As a practical example, in the case of a high-speed interpolating DAC architecture (assuming an internal PLL is not used), it is typically required to generate a high-quality device clock signal that is 2x, 4x, or 8x the input data rate sample frequency.  This same 2x, 4x, or 8x clock can then be used as the device clock for the ADC, where it is internally divided to create the sample clock (FS) and frame clock.

The advantages of single clock system architectures include reduced IC package pin count and lower risk of detrimental clock feed-through (or crosstalk) effects.  In general, fewer clocks on the system PCB level reduce the potential for the disturbance of the ADC and DAC analog performance.  On the system PCB level, the design engineer has only one data conversion clock to synthesize and distribute.
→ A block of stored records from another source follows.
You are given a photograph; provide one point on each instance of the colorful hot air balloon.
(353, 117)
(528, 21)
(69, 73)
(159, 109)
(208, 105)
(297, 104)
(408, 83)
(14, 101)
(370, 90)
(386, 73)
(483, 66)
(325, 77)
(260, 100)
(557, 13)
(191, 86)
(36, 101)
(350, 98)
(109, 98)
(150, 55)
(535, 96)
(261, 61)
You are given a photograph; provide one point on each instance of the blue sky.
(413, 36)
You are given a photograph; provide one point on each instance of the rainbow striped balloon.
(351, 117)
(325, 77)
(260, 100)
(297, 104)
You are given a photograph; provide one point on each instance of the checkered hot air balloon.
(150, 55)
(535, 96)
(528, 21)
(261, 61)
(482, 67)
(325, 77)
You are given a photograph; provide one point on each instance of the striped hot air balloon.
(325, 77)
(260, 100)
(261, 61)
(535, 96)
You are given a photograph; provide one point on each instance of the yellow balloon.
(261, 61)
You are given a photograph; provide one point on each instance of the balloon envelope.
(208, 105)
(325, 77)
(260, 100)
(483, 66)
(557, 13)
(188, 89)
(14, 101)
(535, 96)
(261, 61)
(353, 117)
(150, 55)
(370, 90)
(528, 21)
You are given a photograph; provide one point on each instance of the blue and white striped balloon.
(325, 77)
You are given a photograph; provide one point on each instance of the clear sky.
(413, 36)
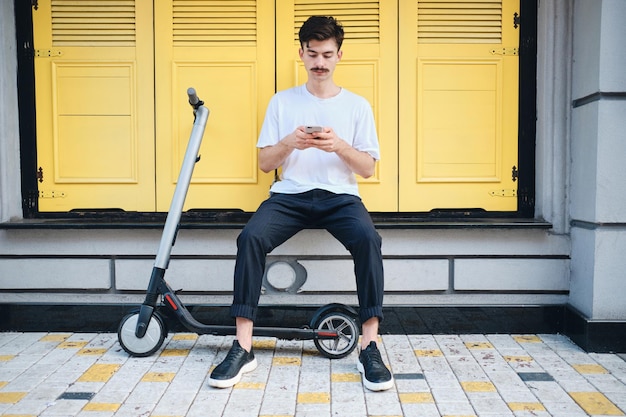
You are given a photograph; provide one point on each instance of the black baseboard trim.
(590, 335)
(594, 335)
(398, 320)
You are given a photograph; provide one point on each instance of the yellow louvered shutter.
(224, 49)
(459, 102)
(94, 97)
(368, 68)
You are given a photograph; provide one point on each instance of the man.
(318, 188)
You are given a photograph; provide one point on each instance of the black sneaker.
(376, 376)
(237, 362)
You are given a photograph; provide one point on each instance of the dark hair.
(321, 28)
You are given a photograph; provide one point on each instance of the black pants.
(282, 216)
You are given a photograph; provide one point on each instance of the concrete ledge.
(601, 336)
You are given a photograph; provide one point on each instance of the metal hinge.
(51, 194)
(47, 53)
(503, 193)
(505, 51)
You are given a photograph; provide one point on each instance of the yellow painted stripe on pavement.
(428, 352)
(313, 398)
(91, 352)
(526, 407)
(518, 359)
(478, 345)
(416, 397)
(264, 344)
(347, 377)
(158, 377)
(286, 361)
(73, 344)
(595, 403)
(11, 397)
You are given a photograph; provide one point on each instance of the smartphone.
(311, 129)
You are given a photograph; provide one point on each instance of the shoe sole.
(227, 383)
(373, 386)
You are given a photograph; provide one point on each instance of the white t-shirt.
(348, 114)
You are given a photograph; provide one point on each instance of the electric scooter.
(333, 328)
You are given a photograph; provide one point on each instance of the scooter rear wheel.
(141, 346)
(347, 334)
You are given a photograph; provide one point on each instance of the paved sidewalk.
(89, 375)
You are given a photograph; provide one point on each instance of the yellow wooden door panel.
(368, 68)
(94, 97)
(459, 99)
(225, 50)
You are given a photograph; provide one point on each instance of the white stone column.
(10, 193)
(598, 154)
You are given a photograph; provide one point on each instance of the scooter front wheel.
(347, 334)
(141, 346)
Unique System Value Enhancements from JESD204A/B
The new JEDEC JESD204A/B data converter interface definition has numerous system-level technical and commercial merits:

  • Simplified PCB layout and routing, with the potential for PCB cost reduction (fewer signal layers, smaller PCB form factor, no data lane-to-clock skew management)
  • Data converter and FPGA or ASIC pin count reduction, enabling higher channel count per FPGA or ASIC, with the potential for BOM cost reduction
  • Increased system performance, enabling higher bandwidth digital signals over fewer PCB traces
  • 8B/10B PHY is compatible with fibre optic signalling for long reach applications
  • EMI/RFI radiation reduction, with the potential for easier device compliance test approval
  • Reduced signal skew management, with the potential for reduced engineering development cost
  • No PCB redesign for data converter resolution changes (12-bit to 16-bit), only FPGA logic reconfiguration / recoding, with the potential for reduced engineering development cost and faster end-product qualification.
  • Single bit error detection, by virtue of 8B/10B coding, with the potential for increased system reliability
  • Multiple time-aligned and phase coherent data converter channels for system designs such as LTE MIMO base stations, with the potential for simplified system design and reduced engineering development cost
  • Interoperability with SERDES-based FPGAs, with the major vendors offering compliant IP for their latest cost-effective programmable logic products
  • Periodic frame alignment monitoring with the potential to maintain frame alignment without data loss for system reliability and robustness
  • Optional data and control symbol scrambling to produce data independence across the JESD204A/B link, with the potential to reduce non-harmonic spurs in the data converter analog domain
  • Optional embedded Pseudo Random Bit Sequence (PRBS) generation (TX) and checking (RX) for simplified board-level Built-In Self Test (BIST)
  • Elimination of CMOS parallel bus buffers, with BOM reduced and schematic/layout simplification


Exciting Backwards-Compatible Future Path
As base station and other data acquisition and signal synthesis equipment designers drive relentlessly toward lower capital and operating expense goals, JESD204A interface high-speed data converters can help meet those goals.  With the enhancements offered by JESD204B, system designers can save even more in the critical metrics of “dollars, watts and square inches,” making this new data converter and logic device digital interface more compelling than ever.  With the expected availability of JESD204B data converters in 2H2011, the widespread adoption of this interface in 2012 seems to be assured.

About the Author
Maury Wood is General Manager of the High Speed Converters product line at NXP Semiconductors. Maury served as JEDEC JC-16 JESD204B Task Group Committee Chairman.  He has worked in the semiconductor business for more than 20 years, and previously held marketing and application engineering positions at Analog Devices and Cypress Semiconductor.